Similarly, if the only copy of all your accounting data for your company is on a $10,000 server, that data is quite simply worth more than every other asset in the company combined. Replacing the hardware might be painful, but replacing the data would be impossible, and likely fatal to the company’s future.
The dichotomy between the value of the machine and the value of the data on the machine is seen nowhere more clearly than when getting a warranty replacement. To be clear, a warranty doesn’t say it WON’T break. It says that if it DOES break, you’ll get a repaired or new one, but your fancy arrangement of bits that make up pictures of cats or mission critical databases isn’t warrantied.

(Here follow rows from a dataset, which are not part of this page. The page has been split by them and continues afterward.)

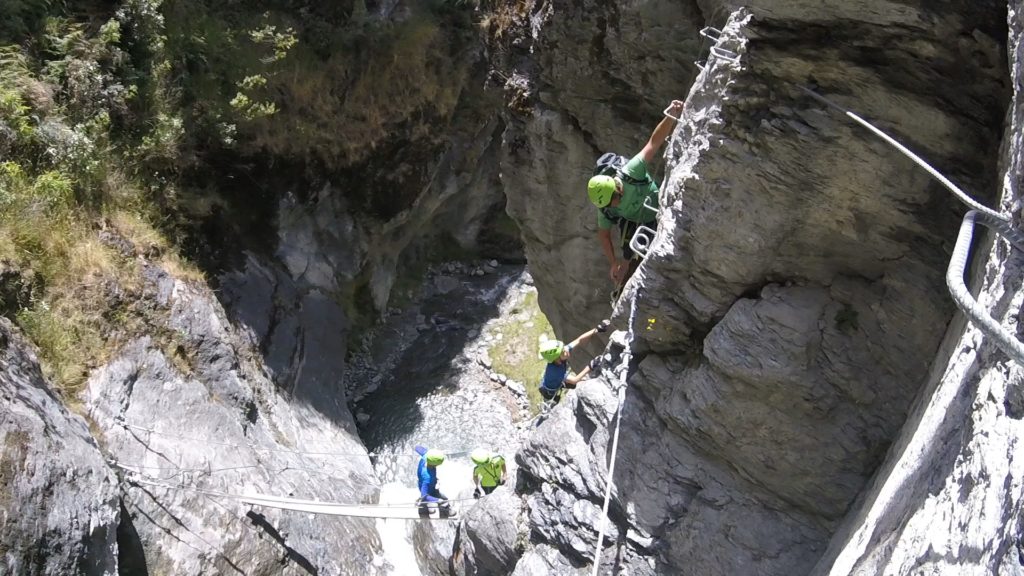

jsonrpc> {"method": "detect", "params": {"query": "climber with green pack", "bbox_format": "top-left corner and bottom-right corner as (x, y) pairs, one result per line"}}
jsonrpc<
(469, 448), (508, 498)
(538, 320), (610, 402)
(587, 100), (683, 292)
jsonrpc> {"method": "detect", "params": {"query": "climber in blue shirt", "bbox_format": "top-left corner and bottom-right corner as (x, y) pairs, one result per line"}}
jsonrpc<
(416, 446), (455, 518)
(539, 320), (609, 402)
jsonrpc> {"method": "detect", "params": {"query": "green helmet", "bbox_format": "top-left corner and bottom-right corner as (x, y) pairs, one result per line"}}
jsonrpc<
(469, 448), (490, 464)
(538, 340), (565, 362)
(424, 449), (444, 466)
(587, 174), (616, 208)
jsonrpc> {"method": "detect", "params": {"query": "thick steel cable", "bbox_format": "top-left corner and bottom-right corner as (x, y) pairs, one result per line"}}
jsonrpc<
(116, 417), (472, 458)
(946, 210), (1024, 366)
(796, 84), (1009, 221)
(591, 289), (640, 576)
(112, 462), (476, 516)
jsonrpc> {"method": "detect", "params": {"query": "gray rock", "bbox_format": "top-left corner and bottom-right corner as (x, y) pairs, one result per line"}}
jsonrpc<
(85, 272), (380, 574)
(812, 0), (1024, 575)
(413, 512), (458, 575)
(434, 276), (459, 294)
(503, 1), (1021, 575)
(0, 318), (119, 576)
(512, 544), (591, 576)
(454, 487), (524, 576)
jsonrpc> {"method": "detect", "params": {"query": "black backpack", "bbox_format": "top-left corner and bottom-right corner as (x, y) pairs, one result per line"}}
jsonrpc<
(594, 152), (650, 224)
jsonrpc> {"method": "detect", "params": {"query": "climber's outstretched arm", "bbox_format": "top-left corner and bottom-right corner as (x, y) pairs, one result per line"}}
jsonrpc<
(640, 100), (683, 164)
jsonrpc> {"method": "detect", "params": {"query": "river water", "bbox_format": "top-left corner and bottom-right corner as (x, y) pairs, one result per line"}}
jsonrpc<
(346, 264), (534, 575)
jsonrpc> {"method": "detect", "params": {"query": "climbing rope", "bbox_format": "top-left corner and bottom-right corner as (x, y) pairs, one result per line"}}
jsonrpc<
(592, 289), (640, 576)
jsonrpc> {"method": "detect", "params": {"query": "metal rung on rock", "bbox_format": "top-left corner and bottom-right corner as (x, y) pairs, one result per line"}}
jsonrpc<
(711, 46), (739, 64)
(643, 196), (657, 214)
(630, 225), (655, 257)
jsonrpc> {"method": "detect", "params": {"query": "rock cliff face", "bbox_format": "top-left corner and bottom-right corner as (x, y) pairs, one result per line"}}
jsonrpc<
(815, 1), (1024, 575)
(0, 318), (120, 576)
(493, 2), (1019, 574)
(86, 269), (383, 574)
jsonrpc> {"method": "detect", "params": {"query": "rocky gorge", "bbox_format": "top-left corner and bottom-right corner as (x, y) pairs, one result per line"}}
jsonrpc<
(0, 0), (1024, 576)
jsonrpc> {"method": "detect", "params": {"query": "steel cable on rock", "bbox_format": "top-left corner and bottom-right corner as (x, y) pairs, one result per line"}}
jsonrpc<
(795, 84), (1024, 365)
(592, 288), (640, 576)
(111, 461), (476, 516)
(116, 417), (472, 459)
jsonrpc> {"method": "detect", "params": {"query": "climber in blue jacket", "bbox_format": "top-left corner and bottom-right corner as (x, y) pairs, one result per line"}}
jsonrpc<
(416, 446), (455, 518)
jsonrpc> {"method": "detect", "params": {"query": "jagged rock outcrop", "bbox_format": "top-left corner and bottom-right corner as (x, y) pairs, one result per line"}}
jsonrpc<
(0, 318), (120, 576)
(503, 1), (1016, 574)
(413, 512), (457, 574)
(86, 268), (384, 574)
(814, 0), (1024, 576)
(453, 488), (524, 576)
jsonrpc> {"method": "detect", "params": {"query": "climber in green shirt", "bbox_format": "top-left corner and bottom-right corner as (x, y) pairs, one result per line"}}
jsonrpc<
(469, 448), (508, 498)
(587, 100), (683, 287)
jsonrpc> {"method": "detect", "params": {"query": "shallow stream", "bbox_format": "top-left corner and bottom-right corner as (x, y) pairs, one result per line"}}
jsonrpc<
(346, 262), (534, 575)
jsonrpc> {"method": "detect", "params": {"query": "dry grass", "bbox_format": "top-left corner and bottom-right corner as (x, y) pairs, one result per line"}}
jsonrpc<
(108, 210), (206, 283)
(487, 291), (553, 414)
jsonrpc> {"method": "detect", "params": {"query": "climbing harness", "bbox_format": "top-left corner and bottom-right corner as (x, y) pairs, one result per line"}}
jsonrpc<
(630, 196), (658, 258)
(796, 84), (1024, 365)
(592, 289), (640, 576)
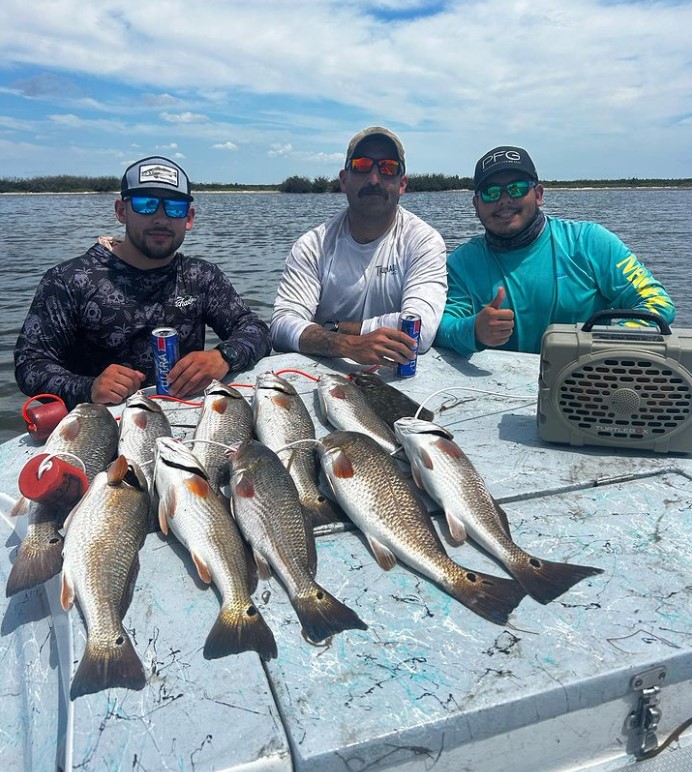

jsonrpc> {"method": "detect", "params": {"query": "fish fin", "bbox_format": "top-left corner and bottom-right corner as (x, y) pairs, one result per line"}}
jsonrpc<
(431, 437), (465, 458)
(60, 415), (82, 442)
(291, 584), (368, 643)
(442, 561), (526, 625)
(190, 550), (211, 584)
(301, 520), (317, 578)
(271, 394), (291, 412)
(10, 496), (29, 517)
(367, 536), (396, 571)
(159, 491), (175, 536)
(204, 599), (278, 660)
(185, 475), (211, 499)
(70, 629), (147, 700)
(132, 410), (149, 431)
(242, 539), (259, 595)
(329, 385), (348, 399)
(60, 568), (74, 611)
(332, 449), (355, 480)
(445, 510), (468, 544)
(120, 555), (139, 619)
(493, 499), (512, 539)
(106, 456), (127, 486)
(5, 531), (63, 598)
(233, 472), (255, 499)
(418, 448), (433, 469)
(211, 397), (228, 415)
(411, 464), (425, 491)
(252, 549), (272, 579)
(508, 554), (603, 604)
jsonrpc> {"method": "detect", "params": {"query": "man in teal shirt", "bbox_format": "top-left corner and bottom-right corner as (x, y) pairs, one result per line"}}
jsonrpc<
(435, 146), (675, 356)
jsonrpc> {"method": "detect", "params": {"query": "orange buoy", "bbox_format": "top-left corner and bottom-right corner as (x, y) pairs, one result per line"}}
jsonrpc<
(22, 394), (68, 442)
(19, 453), (89, 506)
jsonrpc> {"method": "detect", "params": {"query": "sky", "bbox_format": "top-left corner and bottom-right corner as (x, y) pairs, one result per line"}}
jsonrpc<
(0, 0), (692, 184)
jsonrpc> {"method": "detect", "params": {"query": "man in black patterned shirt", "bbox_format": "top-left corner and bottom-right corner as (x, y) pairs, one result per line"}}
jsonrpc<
(14, 156), (271, 408)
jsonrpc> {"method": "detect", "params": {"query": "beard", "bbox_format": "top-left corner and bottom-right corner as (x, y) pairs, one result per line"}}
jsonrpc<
(127, 227), (185, 260)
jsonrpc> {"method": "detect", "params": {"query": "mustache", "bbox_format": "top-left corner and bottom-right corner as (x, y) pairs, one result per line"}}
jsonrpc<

So sure, you get a part or unit in the mail with that ‘new-computer’ smell that no one with any geek cred can resist, but that leaves you with the task of flipping all those bits back into the proper arrangement. You remember what they all were, right?
Framed against this background, when I hear statements like, “we can’t afford a UPS”, or “they wouldn’t pay for a backup unit” (whomever ‘they’ are) I wonder if those in charge were aware that they were one system fault away from disaster?
Running a backup is easy. All our NAS devices can do it using an automated process, either to another NAS, or to a USB hard drive. Some of our TeraStations can back up to Dropbox, or Amazon S3, or MS Azure. We have knowledge base articles on how to set any of that stuff up, and if you are still in your support period, we can help you set it up.
In the end, if you are the kind of leather jacket wearing, pack of cigarettes rolled up in your sleeve-type rebel who lives by your own rules and takes it to the limit, you could totally not have a backup. Laughing in the face of danger, you could disdain those who play it safe and dare to live free. Just… try not to get too much sticker shock if you end up needing that recovery after all.